[LINK] Robot cars and the fear gap
Brendan
brendansweb at optusnet.com.au
Thu Jul 14 15:06:59 AEST 2016
On 07/14/2016 02:38 PM, Jim Birch wrote:
> On 14 July 2016 at 13:50, Brendan <brendansweb at optusnet.com.au> wrote:
>
>>
>> Presumably, driverless cars are going to disproportionately remove drunks,
>> suicides and young men from the accident statistics.
>
>
> That's true, but those drivers often hit other random people too. And
> people who aren't in the highest risk categories also have accidents and
> also kill and injure other people. The trolley problem is only a problem
> while accidents are occurring. Most accidents wouldn't occur if drivers
> drove appropriately and remained alert. If you're trying to scrape out of
> an accident situation with minimum carnage you have already failed.
>
> It seems to me that a near-zero RTA rate is possible in the medium term.

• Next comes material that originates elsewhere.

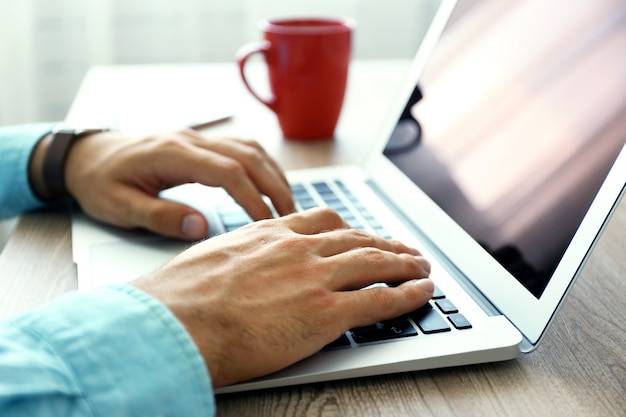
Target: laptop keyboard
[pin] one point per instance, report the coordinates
(437, 316)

> Robotic driving systems can be continuously improved; we can't be improved
> that much, have fickle attention and resent being told what to do. I
> imagine that in 50 years or so, people will look back on our road systems
> with as we look on the open drains of early industrial cities, a crazy
> destructive waste with an obvious solution.
I'm just saying a lower overall rate of injury/fatality isn't the only
issue to be considered.
If the improvement was marginal, then I would guess it would be preferable for
high risk groups to use driverless cars, but other groups not to.
If the improvement was overwhelming, that's a different story.